J Cancer Res Clin Oncol. 2007 Jul;133(7):455-70. doi: 10.1007/s00432-006-0188-3. Epub 2007 Jan 18.
The pattern and frequency of secondary chromosome abnormalities in t(14;18)-carrying non-Hodgkin lymphomas (NHL) were evaluated for differences in relation to histologic NHL subtype and patients' outcome.
One hundred and forty-nine NHL patients with t(14;18) and complete cytogenetic, morphologic, and clinical information were selected.
One hundred and twelve cases were follicular lymphoma (FL) and 37 were diffuse large B-cell lymphoma (DLBCL). One hundred and forty cases showed secondary aberrations (94%, median = 6.0). The most frequent were losses from chromosome arms 1p and 6q and +7 (26%). Loss from 1q, +7, and +12 were more frequent in DLBCL than in FL. Loss from 1p, Xp, and -16 were more frequent in FL grade 3 than in FL grades 1 and 2. Patients with <6.0 secondary cytogenetic aberrations had better prognosis than did those with a higher number of aberrations. Trisomy 21 was associated with shorter patient survival. FLIPI score, the number of secondary chromosomal aberrations, and +21 were all of independent prognostic value in Cox multivariate analysis. FL grade 1-3a patients that had received chemotherapy, showed a higher frequency of i(6p) and loss from 6q.

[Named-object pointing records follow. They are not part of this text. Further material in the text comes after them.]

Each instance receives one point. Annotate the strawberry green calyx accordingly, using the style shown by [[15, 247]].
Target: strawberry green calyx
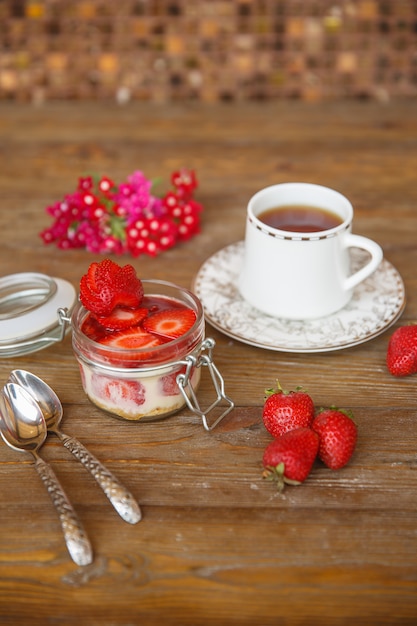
[[278, 389], [277, 476]]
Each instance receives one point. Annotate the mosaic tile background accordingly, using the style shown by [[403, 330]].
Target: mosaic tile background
[[208, 50]]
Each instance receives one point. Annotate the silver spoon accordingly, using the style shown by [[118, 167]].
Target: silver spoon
[[51, 407], [23, 428]]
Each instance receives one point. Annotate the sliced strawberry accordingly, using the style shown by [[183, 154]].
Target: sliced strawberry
[[119, 391], [134, 338], [107, 285], [170, 323], [121, 318]]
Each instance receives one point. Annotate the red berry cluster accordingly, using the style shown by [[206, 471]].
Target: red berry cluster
[[105, 218], [300, 435]]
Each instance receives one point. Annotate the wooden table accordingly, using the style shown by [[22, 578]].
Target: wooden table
[[217, 544]]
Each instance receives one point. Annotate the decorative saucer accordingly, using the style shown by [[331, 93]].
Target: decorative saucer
[[375, 305]]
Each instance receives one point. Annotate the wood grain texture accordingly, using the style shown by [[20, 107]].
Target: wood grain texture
[[217, 545]]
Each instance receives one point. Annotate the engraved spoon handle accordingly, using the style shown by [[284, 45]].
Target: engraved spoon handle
[[76, 538], [121, 499]]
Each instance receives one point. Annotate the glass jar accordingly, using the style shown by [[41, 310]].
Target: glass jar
[[149, 383]]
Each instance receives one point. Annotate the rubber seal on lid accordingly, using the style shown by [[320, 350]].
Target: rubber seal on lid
[[33, 312]]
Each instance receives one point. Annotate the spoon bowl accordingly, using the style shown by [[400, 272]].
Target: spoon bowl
[[51, 407], [23, 428]]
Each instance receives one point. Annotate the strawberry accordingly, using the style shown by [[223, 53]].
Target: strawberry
[[288, 459], [402, 351], [119, 391], [284, 411], [170, 323], [121, 317], [107, 285], [134, 338], [338, 434]]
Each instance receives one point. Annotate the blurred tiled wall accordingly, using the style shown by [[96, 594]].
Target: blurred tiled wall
[[208, 50]]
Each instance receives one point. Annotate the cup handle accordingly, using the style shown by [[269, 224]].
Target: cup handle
[[357, 241]]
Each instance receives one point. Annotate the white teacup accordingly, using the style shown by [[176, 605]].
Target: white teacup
[[293, 274]]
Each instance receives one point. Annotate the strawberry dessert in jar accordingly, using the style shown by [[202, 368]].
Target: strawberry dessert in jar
[[140, 344]]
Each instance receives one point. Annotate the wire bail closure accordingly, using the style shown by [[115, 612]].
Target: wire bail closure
[[184, 384]]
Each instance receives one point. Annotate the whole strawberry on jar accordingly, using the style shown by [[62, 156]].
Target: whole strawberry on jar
[[140, 345]]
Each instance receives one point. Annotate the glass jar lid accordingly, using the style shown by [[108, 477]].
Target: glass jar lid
[[33, 311]]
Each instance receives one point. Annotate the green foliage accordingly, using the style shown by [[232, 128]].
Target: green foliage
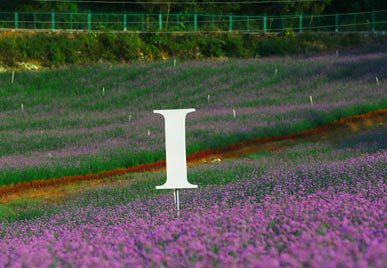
[[54, 49]]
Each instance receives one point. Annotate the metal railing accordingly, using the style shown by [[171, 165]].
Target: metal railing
[[374, 21]]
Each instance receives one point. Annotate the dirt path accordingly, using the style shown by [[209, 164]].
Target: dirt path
[[46, 189]]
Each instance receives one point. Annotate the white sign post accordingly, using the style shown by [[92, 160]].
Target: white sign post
[[175, 152]]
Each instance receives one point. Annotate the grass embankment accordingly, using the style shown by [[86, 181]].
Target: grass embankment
[[58, 48], [69, 127]]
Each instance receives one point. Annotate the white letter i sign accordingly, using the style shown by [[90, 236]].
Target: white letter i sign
[[175, 149]]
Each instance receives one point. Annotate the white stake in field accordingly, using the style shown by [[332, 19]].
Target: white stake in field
[[176, 159]]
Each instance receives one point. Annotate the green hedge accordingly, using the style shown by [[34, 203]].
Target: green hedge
[[54, 49]]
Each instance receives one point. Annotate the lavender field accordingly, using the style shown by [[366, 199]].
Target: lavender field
[[82, 120], [314, 204]]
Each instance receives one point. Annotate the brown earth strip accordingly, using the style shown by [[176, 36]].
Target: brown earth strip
[[337, 128]]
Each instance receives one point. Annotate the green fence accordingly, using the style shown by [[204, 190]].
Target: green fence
[[375, 21]]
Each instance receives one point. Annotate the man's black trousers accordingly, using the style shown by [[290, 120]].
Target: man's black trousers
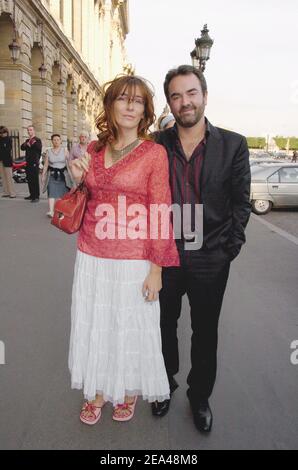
[[203, 277]]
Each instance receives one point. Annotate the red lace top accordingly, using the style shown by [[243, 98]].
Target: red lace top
[[118, 222]]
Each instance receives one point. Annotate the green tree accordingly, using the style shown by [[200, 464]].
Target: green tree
[[256, 142]]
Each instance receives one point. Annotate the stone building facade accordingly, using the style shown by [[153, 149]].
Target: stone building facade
[[80, 44]]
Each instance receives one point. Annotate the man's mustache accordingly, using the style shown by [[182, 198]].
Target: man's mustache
[[187, 108]]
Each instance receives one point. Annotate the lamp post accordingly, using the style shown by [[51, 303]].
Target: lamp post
[[201, 52], [14, 47]]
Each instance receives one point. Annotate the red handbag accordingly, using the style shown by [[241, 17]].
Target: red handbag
[[70, 209]]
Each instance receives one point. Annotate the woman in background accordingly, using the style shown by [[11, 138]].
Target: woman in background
[[55, 176]]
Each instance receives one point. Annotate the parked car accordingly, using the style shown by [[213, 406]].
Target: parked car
[[260, 161], [274, 185]]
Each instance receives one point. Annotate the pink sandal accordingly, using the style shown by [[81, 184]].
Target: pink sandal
[[130, 407], [95, 413]]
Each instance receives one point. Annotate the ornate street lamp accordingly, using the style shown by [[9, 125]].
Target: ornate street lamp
[[14, 47], [201, 53]]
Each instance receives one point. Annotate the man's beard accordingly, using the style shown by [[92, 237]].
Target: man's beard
[[190, 120]]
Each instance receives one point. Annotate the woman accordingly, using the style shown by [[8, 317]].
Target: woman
[[55, 176], [6, 163], [115, 345]]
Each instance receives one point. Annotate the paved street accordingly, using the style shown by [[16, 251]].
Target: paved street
[[255, 401]]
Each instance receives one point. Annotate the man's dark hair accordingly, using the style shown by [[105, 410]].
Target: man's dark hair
[[55, 135], [184, 70]]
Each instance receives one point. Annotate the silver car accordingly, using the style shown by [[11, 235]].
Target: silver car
[[274, 185]]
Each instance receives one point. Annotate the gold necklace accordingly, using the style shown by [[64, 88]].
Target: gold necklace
[[118, 154]]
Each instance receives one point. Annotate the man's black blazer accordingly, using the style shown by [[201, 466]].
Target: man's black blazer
[[224, 187]]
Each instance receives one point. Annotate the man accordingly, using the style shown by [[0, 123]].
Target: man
[[80, 149], [208, 166], [32, 148]]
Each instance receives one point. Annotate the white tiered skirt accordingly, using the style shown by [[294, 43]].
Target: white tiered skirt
[[115, 342]]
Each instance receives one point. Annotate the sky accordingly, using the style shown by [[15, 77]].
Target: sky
[[252, 74]]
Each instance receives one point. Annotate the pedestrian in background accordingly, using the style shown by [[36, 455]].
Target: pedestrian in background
[[79, 150], [6, 163], [32, 148], [55, 176]]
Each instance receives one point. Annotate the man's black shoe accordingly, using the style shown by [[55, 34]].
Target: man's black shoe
[[160, 408], [202, 415]]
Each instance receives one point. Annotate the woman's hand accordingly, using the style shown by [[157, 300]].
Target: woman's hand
[[152, 284], [79, 166]]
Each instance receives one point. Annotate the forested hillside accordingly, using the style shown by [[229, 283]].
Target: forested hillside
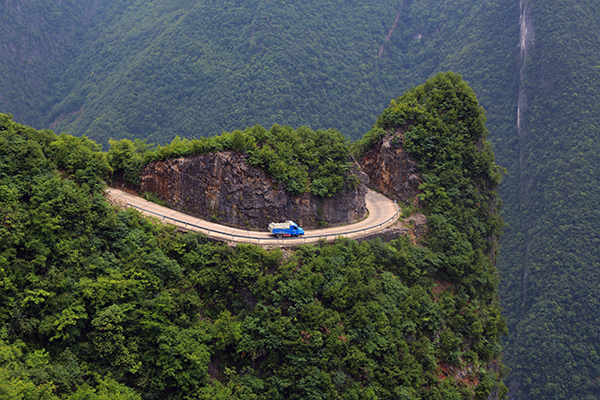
[[157, 69], [102, 303], [550, 264]]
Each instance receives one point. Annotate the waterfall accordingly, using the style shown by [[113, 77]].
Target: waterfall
[[526, 40]]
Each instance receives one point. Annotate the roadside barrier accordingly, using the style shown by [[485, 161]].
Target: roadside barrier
[[213, 233]]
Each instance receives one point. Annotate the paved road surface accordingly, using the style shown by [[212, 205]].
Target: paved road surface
[[382, 213]]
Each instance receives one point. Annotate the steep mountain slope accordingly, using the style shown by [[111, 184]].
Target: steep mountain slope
[[156, 69], [550, 264], [100, 299]]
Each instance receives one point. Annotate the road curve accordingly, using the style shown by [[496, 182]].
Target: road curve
[[382, 213]]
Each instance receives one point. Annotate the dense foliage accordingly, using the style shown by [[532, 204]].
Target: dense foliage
[[551, 263], [156, 69], [95, 298], [303, 160]]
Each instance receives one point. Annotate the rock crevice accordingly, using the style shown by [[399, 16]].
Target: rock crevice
[[223, 188]]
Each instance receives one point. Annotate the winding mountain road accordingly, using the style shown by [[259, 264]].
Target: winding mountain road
[[382, 213]]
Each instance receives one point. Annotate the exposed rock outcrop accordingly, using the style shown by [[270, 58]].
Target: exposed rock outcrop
[[391, 170], [222, 187]]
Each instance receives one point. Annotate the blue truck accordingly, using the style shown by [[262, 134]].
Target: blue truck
[[285, 229]]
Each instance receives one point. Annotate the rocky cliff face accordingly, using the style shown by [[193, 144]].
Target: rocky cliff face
[[222, 187], [391, 170]]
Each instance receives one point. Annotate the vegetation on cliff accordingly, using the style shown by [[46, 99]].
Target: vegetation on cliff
[[301, 159], [101, 299]]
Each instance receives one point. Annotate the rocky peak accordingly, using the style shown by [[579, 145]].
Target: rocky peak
[[224, 188], [391, 170]]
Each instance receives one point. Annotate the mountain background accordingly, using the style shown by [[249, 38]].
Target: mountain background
[[156, 69]]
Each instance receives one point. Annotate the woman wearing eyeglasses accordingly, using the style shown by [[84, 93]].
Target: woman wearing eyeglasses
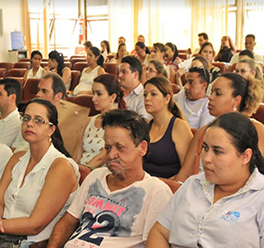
[[38, 185], [247, 67]]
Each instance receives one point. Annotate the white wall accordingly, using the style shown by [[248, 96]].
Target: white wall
[[12, 20]]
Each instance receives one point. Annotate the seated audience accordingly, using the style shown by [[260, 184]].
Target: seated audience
[[107, 95], [52, 88], [130, 72], [5, 154], [142, 53], [248, 67], [115, 206], [158, 53], [56, 64], [154, 69], [207, 51], [36, 70], [192, 99], [105, 49], [230, 93], [33, 192], [202, 38], [223, 206], [121, 39], [121, 53], [171, 57], [10, 91], [170, 135], [227, 50], [95, 62], [250, 43]]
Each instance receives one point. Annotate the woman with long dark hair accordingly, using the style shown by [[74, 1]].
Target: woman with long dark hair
[[37, 186]]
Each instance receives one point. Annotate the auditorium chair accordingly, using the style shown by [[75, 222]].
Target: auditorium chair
[[24, 64], [16, 72], [259, 115], [111, 68], [6, 65], [79, 66], [75, 79], [220, 65], [2, 72], [30, 89], [86, 101]]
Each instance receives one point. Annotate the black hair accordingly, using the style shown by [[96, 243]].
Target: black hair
[[134, 64], [207, 44], [174, 49], [88, 44], [205, 35], [119, 47], [111, 84], [202, 60], [143, 46], [165, 87], [203, 73], [247, 52], [243, 136], [57, 83], [129, 120], [96, 52], [53, 118], [34, 53], [60, 60], [251, 36], [12, 86], [107, 45]]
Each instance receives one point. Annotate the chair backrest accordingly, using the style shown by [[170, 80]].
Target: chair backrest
[[220, 65], [30, 88], [174, 185], [259, 115], [111, 68], [16, 72], [79, 66], [2, 72], [79, 59], [6, 65], [25, 65], [75, 79], [86, 101]]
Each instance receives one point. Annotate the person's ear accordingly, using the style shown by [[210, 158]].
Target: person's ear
[[246, 156]]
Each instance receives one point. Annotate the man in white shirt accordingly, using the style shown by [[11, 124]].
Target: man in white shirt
[[249, 45], [10, 91], [192, 98], [115, 206], [130, 71]]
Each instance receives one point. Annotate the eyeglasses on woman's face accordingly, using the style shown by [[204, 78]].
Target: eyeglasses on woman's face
[[37, 119]]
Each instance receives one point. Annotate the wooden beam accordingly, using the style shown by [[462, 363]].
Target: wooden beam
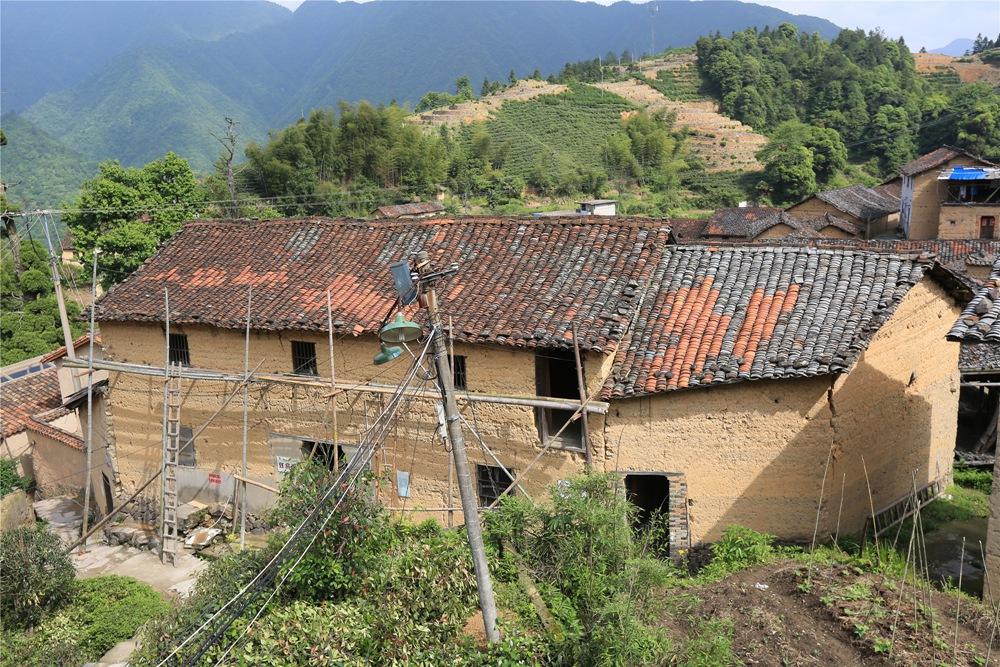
[[596, 407]]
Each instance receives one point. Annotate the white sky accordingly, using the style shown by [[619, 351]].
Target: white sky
[[930, 23]]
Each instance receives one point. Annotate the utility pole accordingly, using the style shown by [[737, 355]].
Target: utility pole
[[470, 505], [57, 283], [90, 403]]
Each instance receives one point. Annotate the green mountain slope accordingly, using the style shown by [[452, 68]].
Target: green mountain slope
[[38, 169], [154, 98]]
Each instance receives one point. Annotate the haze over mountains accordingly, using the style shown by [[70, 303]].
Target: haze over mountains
[[131, 80]]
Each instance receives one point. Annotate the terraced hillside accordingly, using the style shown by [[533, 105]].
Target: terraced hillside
[[468, 112], [949, 69], [568, 128], [723, 143]]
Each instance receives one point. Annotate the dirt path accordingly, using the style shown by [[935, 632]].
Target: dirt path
[[725, 144], [468, 112]]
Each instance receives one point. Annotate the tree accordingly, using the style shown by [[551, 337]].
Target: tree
[[129, 212], [788, 173]]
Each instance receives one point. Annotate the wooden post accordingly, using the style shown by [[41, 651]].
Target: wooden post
[[584, 431], [246, 408], [333, 380], [90, 406]]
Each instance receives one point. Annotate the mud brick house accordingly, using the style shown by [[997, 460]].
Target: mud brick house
[[751, 223], [979, 328], [722, 378], [937, 203], [875, 211]]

Secondary chromosomal aberrations showed some correlation with the morphologic subgroups of t(14;18)-NHL. Trisomy 21 and the presence of >6.0 secondary cytogenetic aberrations both correlated with shorter overall survival.
评估携带t(14;18)的非霍奇金淋巴瘤(NHL)中继发性染色体异常的模式和频率,以探讨其与组织学NHL亚型及患者预后的差异。
选取149例携带t(14;18)且具有完整细胞遗传学、形态学和临床信息的NHL患者。
112例为滤泡性淋巴瘤(FL),37例为弥漫性大B细胞淋巴瘤(DLBCL)。140例出现继发性畸变(94%,中位数 = 6.0)。最常见的是1p和6q染色体臂缺失以及 +7(26%)。1q缺失、+7和 +12在DLBCL中比在FL中更常见。1p、Xp缺失和 -16在FL 3级中比在FL 1级和2级中更常见。继发性细胞遗传学畸变 <6.0的患者预后优于畸变数量较多的患者。21三体与患者生存期较短相关。在Cox多变量分析中,FLIPI评分、继发性染色体畸变数量和 +21均具有独立的预后价值。接受化疗的FL 1 - 3a级患者,i(6p)和6q缺失的频率较高。
继发性染色体畸变与携带t(14;18)的NHL的形态学亚组存在一定相关性。21三体和继发性细胞遗传学畸变>6.0均与总生存期较短相关。